Le quartier du futur G-LDOUA commence à se matérialiser. Aujourd’hui, la maquette (1:1000?) a pris forme en acrylique et certains accessoires des différents espaces sont apparus. Puisque chaque équipe est en charge d’un des espaces de ce quartier dont la seule et unique priorité est le FUN, nous aurons la chance de pouvoir voir de nos propres yeux divers éléments du futur, par maquette, impression et projection. Ce sera une expérience unique. Notez comment la poudre ingérable du futur semble appétissante et procure des effets divers. Il parait que même aller aux toilettes sera une expérience extrême dans ce lieu à moitié physique, à moitié numérique.


04

Les espaces tridimensionnels ont définitivement pris forme aujourd’hui dans l’atelier de Guillermo. Le discours s’oriente maintenant sur la notion de trajectoire. Depuis le départ, les équipes avaient en tête une expérience qu’elles souhaitent communiquer et faire vivre aux utilisateurs de leurs espaces. Les maquettes sont en ce moment des structures vides qui servent de charpente de base au projet. Puisqu’elles ne sont pas constituées de boîtes fermées, elles laissent place à créer des espaces qui sont plus que ce que la structure pourrait imposer. Guillermo démontre ainsi que la structure (qui est habituellement une contrainte majeure dans la réalisation d’un projet architectural, surtout lors de la construction) peut être perçue comme un élément porteur de concept pour créer des espaces riches en expériences.
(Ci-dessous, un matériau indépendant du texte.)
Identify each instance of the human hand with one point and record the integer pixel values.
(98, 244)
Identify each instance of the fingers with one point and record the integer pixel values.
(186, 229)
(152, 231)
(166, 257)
En fin de journée, les équipes ont commencé à réfléchir à la texture, à la transparence et à l’opacité qu’elles donneront à l’enveloppe de leurs espaces.


04

«Une image vaut mille mots» — Confucius

Dans le cas des participantes et participants de l’atelier mené par l’Agence Bruther, l’image du bâtiment sur lequel ils devaient travailler n’en valait que deux ou trois. Mais ils ont dû trouver les bons. De ces thématiques, ils ont bâti un atlas collectif en images, toujours sous la thématique générale du bâtiment machine. Suite à leur présentation, les équipes ont eu la mission de créer un photomontage représentant d’une manière abstraite les thématiques qu’ils ont traitées depuis le début de la semaine. La vidéo et les photos suivantes vous permettront de mieux comprendre.

Dès demain (ce soir pour certaines équipes), le travail en maquette débutera. L’objectif est d’interpréter une fois de plus ces thématiques. Pour les aider dans leur travail, Alexandre et Sinisha ont fait appel à Guillaume Sasseville qui est passé à l’atelier en fin de journée. Il a présenté sa méthode de travail et la pertinence du travail en mini maquette en architecture.